Disasters & Accidents

Many Ian-affected Cubans still don’t have electricity

San Juan y Martinez, Cuba, Nov 13 (EFE).- Thirty-three-year-old Myldrey still doesn’t have electricity in her house 40 days after Hurricane Ian blasted the western Cuban province of Pinar del Rio with winds above 200 kilometers (124 miles) per hour.

She and a friend complained to EFE about the situation outside the town of San Juan y Martinez, where – along with the neighboring community of San Luis – just 75 percent of the population has recovered their electricity service, according to official figures.

“We buy food each day, because if you don’t (do that) you have to discard it after two or three days. We have to go to Pinar del Rio (about 22 km or 13.5 mi.) and get it ‘under the table’ at the foreign currency store because in the state stores there’s nothing,” said Myldrey’s 44-year-old friend.

Many Cubans buy scarce goods “under the table” at informal markets because they are almost impossible to acquire via the legal routes.

And what do they do with the food they get when they have no electricity to cook with? “We buy oil or coal” and “we … (cook) with wood,” they said while workers with the state-run electricity firm Union Electrica were trying to replace a power pole that had been downed a short distance away.

Ian knocked out the electricity grid across a large portion of Cuba and since then power has been restored only bit by bit. Currently, Cubadebate claimed last Thursday that 96 percent of the electric capacity had been restored.

The problems with the post-hurricane recovery in the province – above all in the two abovementioned towns – don’t end with electricity, however.

The government has acknowledged that it will be difficult in the short term to provide all the materials needed for rebuilding and repairing the more than 108,000 homes that were partially damaged or totally destroyed by the storm.

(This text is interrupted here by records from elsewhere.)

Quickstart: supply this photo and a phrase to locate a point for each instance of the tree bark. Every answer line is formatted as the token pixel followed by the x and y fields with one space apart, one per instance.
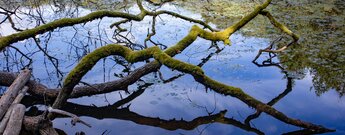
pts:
pixel 4 121
pixel 9 96
pixel 14 125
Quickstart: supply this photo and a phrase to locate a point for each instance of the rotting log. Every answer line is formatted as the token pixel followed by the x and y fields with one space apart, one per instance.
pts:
pixel 38 125
pixel 14 125
pixel 12 92
pixel 6 118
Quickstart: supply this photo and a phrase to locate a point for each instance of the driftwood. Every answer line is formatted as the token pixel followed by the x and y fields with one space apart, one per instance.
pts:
pixel 39 125
pixel 14 125
pixel 8 113
pixel 9 96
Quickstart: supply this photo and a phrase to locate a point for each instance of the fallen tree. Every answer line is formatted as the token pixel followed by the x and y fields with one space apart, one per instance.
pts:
pixel 69 89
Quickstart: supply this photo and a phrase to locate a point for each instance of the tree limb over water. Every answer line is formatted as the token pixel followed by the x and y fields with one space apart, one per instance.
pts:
pixel 161 57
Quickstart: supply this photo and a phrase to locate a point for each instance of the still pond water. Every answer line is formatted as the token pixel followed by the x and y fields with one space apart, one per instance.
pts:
pixel 304 82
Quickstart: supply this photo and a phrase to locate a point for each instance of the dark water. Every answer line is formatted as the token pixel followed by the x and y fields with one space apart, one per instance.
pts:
pixel 305 82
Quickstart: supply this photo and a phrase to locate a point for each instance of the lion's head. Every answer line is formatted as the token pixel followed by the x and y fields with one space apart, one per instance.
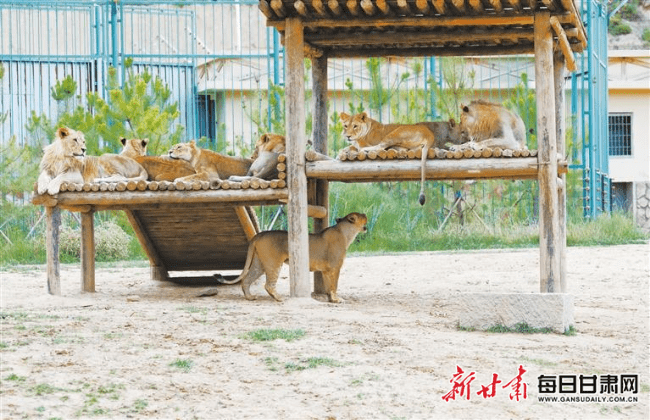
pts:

So far, just 7,000 have been rebuilt or repaired, according to the state-run press.

The situation was criticized by the head of the Cuban Parliament, Esteban Lazo, during a visit he made to the region last weekend, when he said that “More than a month after the hurricane, we’re still discussing the same problems that we were dealing with on the very first day.”

Due to the lack of reconstruction materials, people like Jose Ariel are making do however they can. The 25-year-old fisherman living in San Juan y Martinez replaced his roof with zinc panels he and his neighbors collected.

Jose Ariel used a hammer to fasten wooden panels over the door of his home. He told EFE that just the day before, for the first time, he was visited by a government reconstruction brigade.

“We said that we needed cement but (they answered that) there wasn’t any. They told us: ‘You’ve already got a roof, you’re getting by’ and they don’t give you anything,” he said.

In his case, electricity was restored “about two weeks ago,” but he didn’t hide the fact that he felt helpless during the month after Ian, when he also didn’t have any water, saying “We paid about 2,500 pesos ($104 at the official exchange rate) for a few barrels that arrived here.”

A total of 164 of the 176 water supply sources in Pinar del Rio are working again, according to the official daily Granma.

The criticism of the government by Jose Ariel was echoed by Caridad Martinez, 79, who sells honey at the door of his home in San Juan y Martinez.

“I need cement to fasten the panels on my roof. My bed is soaked but they told me they didn’t need to give me anything,” he told EFE indicating his bedroom.

The lack of construction and repair supplies has been taken advantage of by people reselling these materials on the island, offering them at exorbitant prices on their Facebook pages or via WhatsApp and Telegram.

The practice is widespread all across the communist island and it’s becoming more and more common to see products being resold that you just can’t find on store shelves. And that situation has steadily been getting worse since the start of the coronavirus pandemic.

“They’re shameless. Look, it’s already difficult to get things but this is taking advantage of the people’s needs,” Martinez said.

In recent days, Cuban President Miguel Diaz-Canel admitted that this kind of activity is occurring “under the gaze of the core of the (Communist) Party, of the administrative institutions and of the directive councils.”